In point form, the deploy script:

  • upload files excluding the vendor dir (and others that don't need to be on the server) to server in a new release dir (ie, releases/XXX)
  • installs composer packages (we would typically do this on the docker instance, but Craft seems to install/make changes within the vendor dir, so that doesn't work, thus we install on directly on the server.
  • moves the /storage/rebrand folder from the uploaded files from git into the shared (between releases) dir
  • symlink the /storage and /public/assets dir from shared to their correct places in the current release
  • copy over the .env file
  • symlink to the new release
  • run the following craft commands: craft migrate/all, craft project-config/apply & craft clear-caches/all

The relevant commands are here: https://github.com/xmmedia/starter_craft/blob/master/.gitlab-ci.yml#L88-L99

Is there a command to reactivate the license from the CLI? Or is there something in that list that's screwing things up?

  • In our case craft is writing over the license file with a completely different license as the first request comes in after deploy. Haven't been able to figure this one out.
    – Dan
    Commented Nov 30, 2022 at 22:56

2 Answers 2


The issue is that the config files say solo thus when purchasing or activating the license, it switched to pro. Each time it deploys, it switches back to solo. Changing the config to pro seems to resolve the issue.


If it helps, you can move your Craft license key to environment variable, rather than the licence key file if it's being lost or causing issues with your deployment.


Depending on your hosting environment and .env handling, the special characters may cause issues trying to be assigned as a string value, alternatively, you can base64 encode the licence key value (not for security) just so it's an easier string for use in a environment variable but you'd then need to call base64_decode around the value in your web/index.php.

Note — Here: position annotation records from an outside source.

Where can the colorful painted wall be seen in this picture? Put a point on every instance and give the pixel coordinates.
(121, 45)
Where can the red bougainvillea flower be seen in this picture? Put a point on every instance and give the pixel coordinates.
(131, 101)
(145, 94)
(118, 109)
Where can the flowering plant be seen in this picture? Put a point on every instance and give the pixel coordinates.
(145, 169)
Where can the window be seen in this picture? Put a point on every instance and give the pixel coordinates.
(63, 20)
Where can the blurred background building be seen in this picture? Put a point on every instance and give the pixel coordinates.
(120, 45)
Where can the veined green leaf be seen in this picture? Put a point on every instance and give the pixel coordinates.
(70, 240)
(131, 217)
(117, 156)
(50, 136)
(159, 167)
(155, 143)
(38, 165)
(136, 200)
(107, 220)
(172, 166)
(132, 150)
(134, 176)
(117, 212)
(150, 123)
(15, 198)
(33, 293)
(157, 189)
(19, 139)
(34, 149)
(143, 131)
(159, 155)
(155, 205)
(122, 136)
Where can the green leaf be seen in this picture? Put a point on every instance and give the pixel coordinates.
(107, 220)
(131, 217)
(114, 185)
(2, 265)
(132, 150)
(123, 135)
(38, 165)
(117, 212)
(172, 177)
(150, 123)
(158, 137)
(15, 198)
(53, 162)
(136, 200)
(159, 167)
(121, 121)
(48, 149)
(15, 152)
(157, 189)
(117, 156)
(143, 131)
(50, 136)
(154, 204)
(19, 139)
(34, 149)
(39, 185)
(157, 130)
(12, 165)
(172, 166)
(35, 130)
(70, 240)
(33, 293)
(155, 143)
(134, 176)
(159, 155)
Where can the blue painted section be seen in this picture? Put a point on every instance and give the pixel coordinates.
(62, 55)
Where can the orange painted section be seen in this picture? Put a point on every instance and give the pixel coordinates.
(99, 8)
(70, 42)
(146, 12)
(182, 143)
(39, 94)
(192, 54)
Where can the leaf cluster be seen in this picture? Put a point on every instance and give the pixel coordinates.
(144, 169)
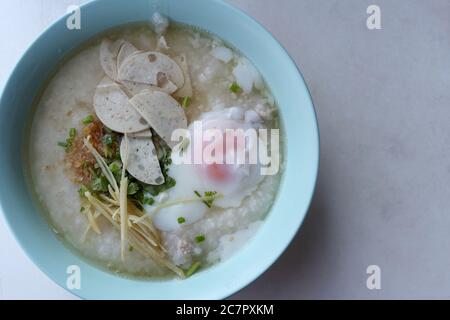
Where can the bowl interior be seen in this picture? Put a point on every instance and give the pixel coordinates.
(301, 142)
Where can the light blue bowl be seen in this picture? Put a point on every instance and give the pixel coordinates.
(295, 193)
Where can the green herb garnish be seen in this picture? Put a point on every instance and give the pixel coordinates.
(88, 119)
(133, 187)
(193, 268)
(186, 101)
(107, 139)
(235, 88)
(100, 184)
(208, 198)
(149, 201)
(72, 133)
(199, 238)
(154, 190)
(83, 189)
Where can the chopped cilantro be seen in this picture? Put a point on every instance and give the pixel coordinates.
(154, 190)
(209, 195)
(107, 139)
(83, 189)
(100, 184)
(133, 187)
(72, 133)
(88, 119)
(149, 201)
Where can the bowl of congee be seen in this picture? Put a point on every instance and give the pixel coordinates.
(156, 150)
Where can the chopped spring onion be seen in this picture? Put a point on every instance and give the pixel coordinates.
(149, 201)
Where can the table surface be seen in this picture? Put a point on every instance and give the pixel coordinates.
(383, 192)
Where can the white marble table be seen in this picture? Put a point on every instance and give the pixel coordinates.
(383, 194)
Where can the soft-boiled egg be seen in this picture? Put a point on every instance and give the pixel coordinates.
(231, 181)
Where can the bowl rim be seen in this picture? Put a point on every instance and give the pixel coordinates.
(316, 145)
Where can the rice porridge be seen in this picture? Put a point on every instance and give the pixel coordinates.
(103, 163)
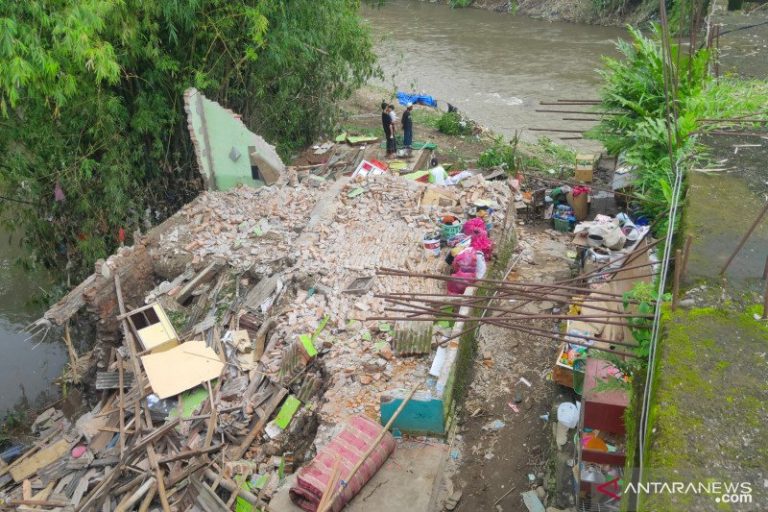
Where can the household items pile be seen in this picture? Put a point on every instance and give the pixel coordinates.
(249, 349)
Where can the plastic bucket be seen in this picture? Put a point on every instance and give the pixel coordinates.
(432, 244)
(451, 228)
(579, 366)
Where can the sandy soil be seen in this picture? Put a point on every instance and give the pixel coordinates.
(485, 463)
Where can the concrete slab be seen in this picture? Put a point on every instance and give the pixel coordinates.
(407, 481)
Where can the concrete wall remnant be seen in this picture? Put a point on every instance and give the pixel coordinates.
(228, 154)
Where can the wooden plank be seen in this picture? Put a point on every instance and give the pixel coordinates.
(188, 454)
(129, 501)
(41, 459)
(159, 475)
(202, 277)
(156, 434)
(236, 452)
(111, 380)
(148, 499)
(232, 487)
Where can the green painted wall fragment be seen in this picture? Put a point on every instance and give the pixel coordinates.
(306, 340)
(287, 411)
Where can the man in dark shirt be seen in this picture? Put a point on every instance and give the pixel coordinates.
(408, 127)
(389, 130)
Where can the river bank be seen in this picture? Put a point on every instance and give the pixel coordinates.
(496, 69)
(572, 11)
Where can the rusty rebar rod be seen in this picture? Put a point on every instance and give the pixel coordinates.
(530, 316)
(745, 238)
(561, 130)
(384, 271)
(578, 112)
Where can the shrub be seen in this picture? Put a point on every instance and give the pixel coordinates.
(500, 154)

There is a debate that typically the licence.key shouldn't be committed to source control, as it's a sensitive key, but there are various protections i.e. locked to a specific top level domain and in a lot of cases if you are using Git, changes are it's a private repository, but for best practice, keep any keys out of source control is usually a good idea and Craft supports it, it's just not as well known.

Although once the edition is saved in project config it shouldn't really be being lost, providing the state is kept consistent on each deploy.